I am modeling the abundance of Culex mosquitoes (vectors of West Nile virus) in southern Spain using INLA. The dataset covers two years of sampling, with repeated mosquito counts at spatial locations. The response variable is the number of mosquitoes captured per sampling event.

The data are highly overdispersed and zero-heavy: many locations have zero counts (especially outside rice-growing areas), while in some sites mosquito abundance reaches values above 4,000. Ecologically, mosquito presence and abundance are strongly linked to rice fields, which explains the large spatial heterogeneity and structural zeros. I am fitting a spatio-temporal model using an SPDE spatial random field and seasonal effects, with a formulation such as:

  • ns(DOY, knots = c(120, 200, 280)) for seasonality

  • f(spatial, model = spde) for spatial structure

  • Zero-inflated negative binomial (zeroinflatednbinomial1) as the response distribution

Although the model converges, I still observe very strong overdispersion in the fitted results, and the estimated zero-inflation parameter suggests that only ~6% of the zeros are explained by the zero-inflated component.

My questions are:

  1. Is this behavior expected in highly heterogeneous ecological abundance data like this?

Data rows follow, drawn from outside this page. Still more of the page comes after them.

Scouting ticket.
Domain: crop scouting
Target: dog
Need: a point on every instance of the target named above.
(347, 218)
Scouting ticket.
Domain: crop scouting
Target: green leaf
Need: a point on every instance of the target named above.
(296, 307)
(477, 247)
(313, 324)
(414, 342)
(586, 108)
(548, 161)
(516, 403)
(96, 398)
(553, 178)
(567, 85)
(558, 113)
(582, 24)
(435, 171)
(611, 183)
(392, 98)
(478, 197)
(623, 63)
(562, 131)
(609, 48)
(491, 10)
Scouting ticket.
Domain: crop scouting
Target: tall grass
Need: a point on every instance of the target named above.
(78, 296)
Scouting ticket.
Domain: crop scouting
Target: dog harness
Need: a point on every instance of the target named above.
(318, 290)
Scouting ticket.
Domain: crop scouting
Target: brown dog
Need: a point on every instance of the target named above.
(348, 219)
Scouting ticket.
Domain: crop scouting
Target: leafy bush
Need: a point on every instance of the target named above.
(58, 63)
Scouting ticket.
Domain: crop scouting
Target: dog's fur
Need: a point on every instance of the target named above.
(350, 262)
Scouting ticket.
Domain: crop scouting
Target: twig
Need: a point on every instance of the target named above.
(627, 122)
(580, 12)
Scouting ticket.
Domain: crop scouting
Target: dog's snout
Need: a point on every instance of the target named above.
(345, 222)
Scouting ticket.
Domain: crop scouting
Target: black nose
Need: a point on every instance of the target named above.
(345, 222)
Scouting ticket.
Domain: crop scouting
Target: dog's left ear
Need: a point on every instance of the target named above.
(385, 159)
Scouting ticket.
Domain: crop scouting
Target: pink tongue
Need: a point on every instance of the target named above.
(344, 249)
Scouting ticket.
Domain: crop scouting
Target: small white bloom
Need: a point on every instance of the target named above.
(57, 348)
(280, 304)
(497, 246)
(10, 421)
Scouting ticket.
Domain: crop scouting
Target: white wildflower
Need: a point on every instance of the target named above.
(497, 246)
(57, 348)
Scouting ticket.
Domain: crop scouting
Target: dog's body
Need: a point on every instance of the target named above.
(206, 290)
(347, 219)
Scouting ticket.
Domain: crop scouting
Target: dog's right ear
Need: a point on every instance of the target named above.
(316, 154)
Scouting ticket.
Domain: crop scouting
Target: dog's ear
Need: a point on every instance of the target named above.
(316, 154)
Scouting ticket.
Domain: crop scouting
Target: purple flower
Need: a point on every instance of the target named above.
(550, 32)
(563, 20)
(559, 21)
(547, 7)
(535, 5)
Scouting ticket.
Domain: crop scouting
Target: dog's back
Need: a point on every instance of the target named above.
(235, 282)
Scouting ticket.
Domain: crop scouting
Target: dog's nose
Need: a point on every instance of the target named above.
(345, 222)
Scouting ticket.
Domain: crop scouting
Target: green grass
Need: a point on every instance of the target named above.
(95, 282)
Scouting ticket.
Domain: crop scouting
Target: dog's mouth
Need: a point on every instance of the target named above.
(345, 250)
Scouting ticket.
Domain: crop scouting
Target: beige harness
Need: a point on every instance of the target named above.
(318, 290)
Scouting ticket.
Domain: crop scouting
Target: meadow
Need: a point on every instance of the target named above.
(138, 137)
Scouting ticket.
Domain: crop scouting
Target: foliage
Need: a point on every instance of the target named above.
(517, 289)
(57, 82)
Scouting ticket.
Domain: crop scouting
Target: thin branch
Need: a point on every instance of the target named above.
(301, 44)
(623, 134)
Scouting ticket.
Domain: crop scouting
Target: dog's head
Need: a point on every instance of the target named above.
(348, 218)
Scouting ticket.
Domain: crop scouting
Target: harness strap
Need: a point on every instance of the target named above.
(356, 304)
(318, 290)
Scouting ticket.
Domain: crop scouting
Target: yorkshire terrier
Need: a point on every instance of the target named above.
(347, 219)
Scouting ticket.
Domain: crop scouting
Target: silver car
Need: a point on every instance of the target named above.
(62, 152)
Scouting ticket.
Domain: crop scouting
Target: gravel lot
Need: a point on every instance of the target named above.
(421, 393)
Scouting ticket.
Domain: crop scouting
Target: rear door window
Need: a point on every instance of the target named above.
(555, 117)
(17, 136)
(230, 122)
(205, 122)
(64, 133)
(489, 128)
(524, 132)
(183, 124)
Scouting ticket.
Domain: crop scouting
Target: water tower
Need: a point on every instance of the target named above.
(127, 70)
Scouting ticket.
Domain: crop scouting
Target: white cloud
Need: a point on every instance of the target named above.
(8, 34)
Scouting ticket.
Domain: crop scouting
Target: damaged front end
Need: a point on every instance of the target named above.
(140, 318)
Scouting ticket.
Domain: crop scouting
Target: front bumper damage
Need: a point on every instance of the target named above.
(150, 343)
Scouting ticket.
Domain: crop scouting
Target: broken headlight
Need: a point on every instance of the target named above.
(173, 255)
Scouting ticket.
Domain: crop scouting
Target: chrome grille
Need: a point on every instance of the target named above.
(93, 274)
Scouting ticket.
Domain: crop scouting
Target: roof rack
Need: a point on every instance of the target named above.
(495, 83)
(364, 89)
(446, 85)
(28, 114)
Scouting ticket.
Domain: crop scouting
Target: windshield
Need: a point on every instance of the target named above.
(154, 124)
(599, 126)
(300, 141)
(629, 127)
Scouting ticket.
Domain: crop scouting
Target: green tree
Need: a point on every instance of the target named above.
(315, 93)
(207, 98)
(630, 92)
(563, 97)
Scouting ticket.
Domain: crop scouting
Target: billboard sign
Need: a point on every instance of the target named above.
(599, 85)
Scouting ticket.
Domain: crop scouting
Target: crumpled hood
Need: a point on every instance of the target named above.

  2. How should I interpret a small estimated zero-inflation probability in the presence of many observed zeros?

  3. Would alternative strategies (e.g. standard negative binomial, hurdle models, additional random effects, or different seasonal structures) be more appropriate in this context?

Any advice or suggestions would be greatly appreciated.

Thank you.

Helpdesk (Haavard Rue)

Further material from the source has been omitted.